# The vLLM Dockerfile is used to construct vLLM image that can be directly used
# to run the OpenAI compatible server.

# Please update any changes made here to
# docs/contributing/dockerfile/dockerfile.md and
# docs/assets/contributing/dockerfile-stages-dependency.png

ARG CUDA_VERSION=12.8.1
#################### BASE BUILD IMAGE ####################
# prepare basic build environment
FROM nvidia/cuda:${CUDA_VERSION}-devel-ubuntu20.04 AS base
ARG CUDA_VERSION=12.8.1
ARG PYTHON_VERSION=3.12
ARG TARGETPLATFORM
ENV DEBIAN_FRONTEND=noninteractive

# Install Python and other dependencies
RUN echo 'tzdata tzdata/Areas select America' | debconf-set-selections \
    && echo 'tzdata tzdata/Zones/America select Los_Angeles' | debconf-set-selections \
    && apt-get update -y \
    && apt-get install -y ccache software-properties-common git curl sudo \
    && for i in 1 2 3; do \
        add-apt-repository -y ppa:deadsnakes/ppa && break || \
        { echo "Attempt $i failed, retrying in 5s..."; sleep 5; }; \
    done \
    && apt-get update -y \
    && apt-get install -y python${PYTHON_VERSION} python${PYTHON_VERSION}-dev python${PYTHON_VERSION}-venv \
    && update-alternatives --install /usr/bin/python3 python3 /usr/bin/python${PYTHON_VERSION} 1 \
    && update-alternatives --set python3 /usr/bin/python${PYTHON_VERSION} \
    && ln -sf /usr/bin/python${PYTHON_VERSION}-config /usr/bin/python3-config \
    && curl -sS https://bootstrap.pypa.io/get-pip.py | python${PYTHON_VERSION} \
    && python3 --version && python3 -m pip --version
# Install uv for faster pip installs
RUN --mount=type=cache,target=/root/.cache/uv \
    python3 -m pip install uv

# This timeout (in seconds) is necessary when installing some dependencies via uv since it's likely to time out
# Reference: https://github.com/astral-sh/uv/pull/1694
ENV UV_HTTP_TIMEOUT=500
ENV UV_INDEX_STRATEGY="unsafe-best-match"

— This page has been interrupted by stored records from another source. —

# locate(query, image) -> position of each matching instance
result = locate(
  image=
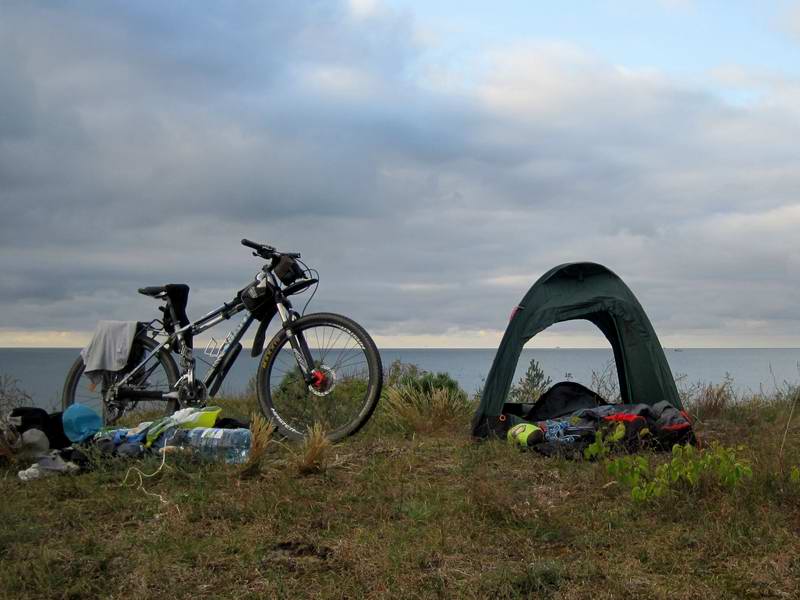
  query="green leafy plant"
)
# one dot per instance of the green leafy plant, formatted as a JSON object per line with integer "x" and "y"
{"x": 794, "y": 475}
{"x": 602, "y": 444}
{"x": 532, "y": 385}
{"x": 686, "y": 469}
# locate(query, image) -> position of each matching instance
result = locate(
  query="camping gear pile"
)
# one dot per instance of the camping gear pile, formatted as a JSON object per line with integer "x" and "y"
{"x": 566, "y": 418}
{"x": 60, "y": 443}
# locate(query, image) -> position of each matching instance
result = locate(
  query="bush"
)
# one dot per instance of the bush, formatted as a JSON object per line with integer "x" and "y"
{"x": 687, "y": 469}
{"x": 532, "y": 385}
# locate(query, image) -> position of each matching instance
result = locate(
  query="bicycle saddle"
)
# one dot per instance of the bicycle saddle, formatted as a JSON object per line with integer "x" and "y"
{"x": 158, "y": 290}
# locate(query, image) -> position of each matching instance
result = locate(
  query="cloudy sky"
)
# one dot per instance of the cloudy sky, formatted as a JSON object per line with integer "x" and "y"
{"x": 431, "y": 159}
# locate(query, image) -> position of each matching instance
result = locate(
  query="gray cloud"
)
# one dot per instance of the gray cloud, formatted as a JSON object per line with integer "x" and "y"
{"x": 139, "y": 142}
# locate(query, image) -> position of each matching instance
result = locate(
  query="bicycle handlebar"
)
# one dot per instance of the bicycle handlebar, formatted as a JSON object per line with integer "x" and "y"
{"x": 267, "y": 251}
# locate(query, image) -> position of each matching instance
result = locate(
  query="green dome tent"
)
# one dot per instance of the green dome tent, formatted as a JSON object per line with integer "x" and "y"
{"x": 582, "y": 291}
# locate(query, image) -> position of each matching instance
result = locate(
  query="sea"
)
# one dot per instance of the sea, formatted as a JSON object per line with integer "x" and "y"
{"x": 40, "y": 372}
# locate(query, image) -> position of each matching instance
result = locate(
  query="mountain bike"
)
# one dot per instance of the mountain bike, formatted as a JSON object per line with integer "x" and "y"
{"x": 318, "y": 368}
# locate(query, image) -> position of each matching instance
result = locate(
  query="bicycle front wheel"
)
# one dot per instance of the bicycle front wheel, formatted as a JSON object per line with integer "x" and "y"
{"x": 347, "y": 378}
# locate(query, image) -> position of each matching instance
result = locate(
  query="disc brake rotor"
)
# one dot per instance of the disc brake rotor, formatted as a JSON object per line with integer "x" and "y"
{"x": 324, "y": 380}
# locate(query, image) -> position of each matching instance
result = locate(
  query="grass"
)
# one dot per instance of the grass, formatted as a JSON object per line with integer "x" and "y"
{"x": 428, "y": 515}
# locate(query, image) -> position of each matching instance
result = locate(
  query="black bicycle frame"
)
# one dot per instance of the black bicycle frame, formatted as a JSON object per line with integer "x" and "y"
{"x": 224, "y": 361}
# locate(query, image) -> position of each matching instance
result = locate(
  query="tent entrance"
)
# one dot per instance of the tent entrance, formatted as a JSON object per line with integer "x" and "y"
{"x": 591, "y": 292}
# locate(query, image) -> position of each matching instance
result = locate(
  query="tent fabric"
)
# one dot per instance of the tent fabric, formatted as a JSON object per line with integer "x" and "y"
{"x": 594, "y": 293}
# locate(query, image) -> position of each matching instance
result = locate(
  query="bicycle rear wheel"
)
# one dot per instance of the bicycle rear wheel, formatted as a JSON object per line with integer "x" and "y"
{"x": 347, "y": 378}
{"x": 159, "y": 374}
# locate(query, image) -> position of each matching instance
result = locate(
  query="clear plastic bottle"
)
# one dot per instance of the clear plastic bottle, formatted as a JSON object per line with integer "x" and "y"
{"x": 230, "y": 445}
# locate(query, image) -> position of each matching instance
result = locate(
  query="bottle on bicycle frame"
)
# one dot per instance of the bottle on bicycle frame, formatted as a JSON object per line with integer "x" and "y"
{"x": 319, "y": 368}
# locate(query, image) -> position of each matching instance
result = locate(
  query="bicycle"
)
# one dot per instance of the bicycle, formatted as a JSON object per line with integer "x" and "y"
{"x": 318, "y": 368}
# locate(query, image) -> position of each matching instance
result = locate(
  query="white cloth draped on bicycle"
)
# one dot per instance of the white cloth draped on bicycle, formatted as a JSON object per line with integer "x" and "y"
{"x": 109, "y": 348}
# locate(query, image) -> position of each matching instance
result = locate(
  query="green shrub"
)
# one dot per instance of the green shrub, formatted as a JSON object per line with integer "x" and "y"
{"x": 686, "y": 470}
{"x": 531, "y": 386}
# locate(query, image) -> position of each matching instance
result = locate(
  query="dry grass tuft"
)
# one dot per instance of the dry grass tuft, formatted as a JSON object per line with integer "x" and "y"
{"x": 412, "y": 410}
{"x": 261, "y": 432}
{"x": 712, "y": 400}
{"x": 314, "y": 454}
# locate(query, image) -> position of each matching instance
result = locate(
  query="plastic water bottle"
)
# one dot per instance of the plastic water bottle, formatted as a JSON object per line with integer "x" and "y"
{"x": 230, "y": 445}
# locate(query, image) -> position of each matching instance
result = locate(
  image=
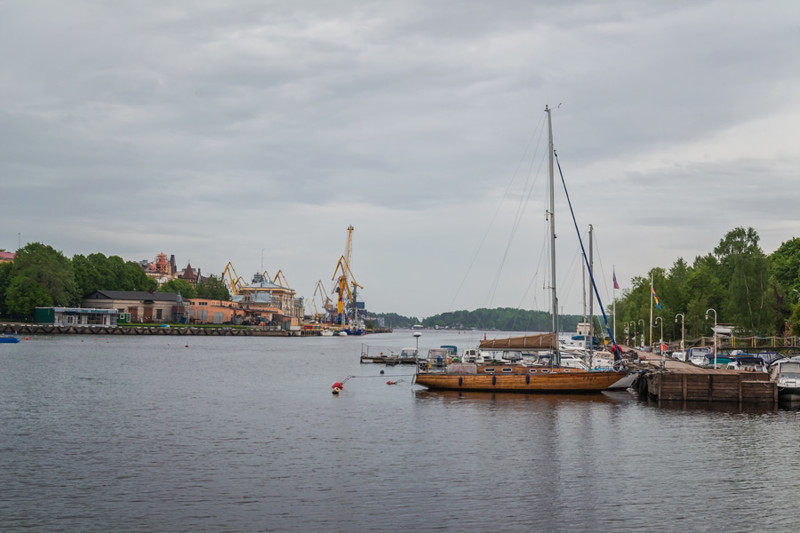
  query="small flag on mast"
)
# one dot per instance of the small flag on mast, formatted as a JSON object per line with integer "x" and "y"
{"x": 655, "y": 297}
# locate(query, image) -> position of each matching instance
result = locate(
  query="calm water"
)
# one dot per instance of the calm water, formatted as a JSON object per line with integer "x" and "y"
{"x": 228, "y": 434}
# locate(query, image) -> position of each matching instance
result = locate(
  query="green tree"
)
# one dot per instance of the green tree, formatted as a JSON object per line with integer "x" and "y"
{"x": 213, "y": 288}
{"x": 785, "y": 263}
{"x": 86, "y": 277}
{"x": 41, "y": 276}
{"x": 748, "y": 301}
{"x": 179, "y": 286}
{"x": 5, "y": 281}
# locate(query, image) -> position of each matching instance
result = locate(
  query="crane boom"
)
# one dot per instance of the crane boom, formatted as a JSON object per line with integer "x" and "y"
{"x": 345, "y": 277}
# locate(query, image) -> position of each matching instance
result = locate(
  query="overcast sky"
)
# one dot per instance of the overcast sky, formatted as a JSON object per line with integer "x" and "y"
{"x": 256, "y": 132}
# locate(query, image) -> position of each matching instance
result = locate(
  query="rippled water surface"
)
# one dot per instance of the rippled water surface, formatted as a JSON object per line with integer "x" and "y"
{"x": 243, "y": 434}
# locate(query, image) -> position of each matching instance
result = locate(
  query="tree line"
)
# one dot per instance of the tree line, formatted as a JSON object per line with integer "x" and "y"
{"x": 755, "y": 293}
{"x": 41, "y": 276}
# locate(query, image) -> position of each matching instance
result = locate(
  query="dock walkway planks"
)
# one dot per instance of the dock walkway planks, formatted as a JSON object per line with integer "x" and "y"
{"x": 679, "y": 381}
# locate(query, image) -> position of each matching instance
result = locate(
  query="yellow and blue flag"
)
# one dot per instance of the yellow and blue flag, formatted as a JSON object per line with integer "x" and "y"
{"x": 655, "y": 297}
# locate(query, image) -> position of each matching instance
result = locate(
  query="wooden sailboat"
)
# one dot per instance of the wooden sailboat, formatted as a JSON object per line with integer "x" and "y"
{"x": 507, "y": 377}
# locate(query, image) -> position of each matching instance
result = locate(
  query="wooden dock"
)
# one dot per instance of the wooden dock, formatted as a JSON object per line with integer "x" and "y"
{"x": 678, "y": 381}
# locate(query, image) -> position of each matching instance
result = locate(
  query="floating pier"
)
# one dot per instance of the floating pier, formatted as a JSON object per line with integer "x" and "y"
{"x": 50, "y": 329}
{"x": 678, "y": 381}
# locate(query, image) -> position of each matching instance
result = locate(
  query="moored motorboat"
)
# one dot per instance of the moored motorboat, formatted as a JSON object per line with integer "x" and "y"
{"x": 786, "y": 374}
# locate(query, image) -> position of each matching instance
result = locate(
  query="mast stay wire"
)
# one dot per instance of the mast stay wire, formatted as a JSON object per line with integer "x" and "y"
{"x": 524, "y": 200}
{"x": 586, "y": 260}
{"x": 499, "y": 206}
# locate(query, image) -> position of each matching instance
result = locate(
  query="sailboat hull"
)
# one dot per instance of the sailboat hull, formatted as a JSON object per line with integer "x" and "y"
{"x": 559, "y": 380}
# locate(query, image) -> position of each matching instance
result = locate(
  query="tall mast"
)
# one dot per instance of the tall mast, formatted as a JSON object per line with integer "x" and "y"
{"x": 552, "y": 215}
{"x": 591, "y": 293}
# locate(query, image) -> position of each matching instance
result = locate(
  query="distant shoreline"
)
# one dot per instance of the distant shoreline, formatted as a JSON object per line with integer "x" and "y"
{"x": 21, "y": 328}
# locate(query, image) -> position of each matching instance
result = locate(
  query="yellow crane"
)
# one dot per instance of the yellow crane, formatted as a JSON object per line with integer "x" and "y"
{"x": 280, "y": 280}
{"x": 235, "y": 281}
{"x": 345, "y": 278}
{"x": 327, "y": 303}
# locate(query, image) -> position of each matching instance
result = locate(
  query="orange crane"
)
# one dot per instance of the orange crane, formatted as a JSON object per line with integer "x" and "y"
{"x": 235, "y": 281}
{"x": 345, "y": 278}
{"x": 326, "y": 302}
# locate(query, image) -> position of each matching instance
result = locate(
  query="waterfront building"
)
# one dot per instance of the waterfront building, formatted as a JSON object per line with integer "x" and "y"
{"x": 142, "y": 306}
{"x": 76, "y": 316}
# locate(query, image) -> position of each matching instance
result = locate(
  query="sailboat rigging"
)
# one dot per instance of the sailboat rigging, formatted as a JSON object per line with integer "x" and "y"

# Upgrade to GCC 10 to avoid https://gcc.gnu.org/bugzilla/show_bug.cgi?id=92519
# as it was causing spam when compiling the CUTLASS kernels
RUN apt-get install -y gcc-10 g++-10
RUN update-alternatives --install /usr/bin/gcc gcc /usr/bin/gcc-10 110 --slave /usr/bin/g++ g++ /usr/bin/g++-10
RUN <<EOF
gcc --version
EOF

# Workaround for https://github.com/openai/triton/issues/2507 and
# https://github.com/pytorch/pytorch/issues/107960 -- hopefully
# this won't be needed for future versions of this docker image
# or future versions of triton.
RUN ldconfig /usr/local/cuda-$(echo $CUDA_VERSION | cut -d. -f1,2)/compat/

WORKDIR /workspace

# install build and runtime dependencies

# arm64 (GH200) build follows the practice of "use existing pytorch" build,
# we need to install torch and torchvision from the nightly builds first,
# pytorch will not appear as a vLLM dependency in all of the following steps
# after this step
RUN --mount=type=cache,target=/root/.cache/uv \
    if [ "$TARGETPLATFORM" = "linux/arm64" ]; then \
        uv pip install --system --index-url https://download.pytorch.org/whl/nightly/cu128 "torch==2.8.0.dev20250318+cu128" "torchvision==0.22.0.dev20250319";  \
        uv pip install --system --index-url https://download.pytorch.org/whl/nightly/cu128 --pre pytorch_triton==3.3.0+gitab727c40; \
    fi

COPY requirements/common.txt requirements/common.txt
COPY requirements/cuda.txt requirements/cuda.txt
RUN --mount=type=cache,target=/root/.cache/uv \
    uv pip install --system -r requirements/cuda.txt \
    --extra-index-url https://download.pytorch.org/whl/cu$(echo $CUDA_VERSION | cut -d. -f1,2 | tr -d '.')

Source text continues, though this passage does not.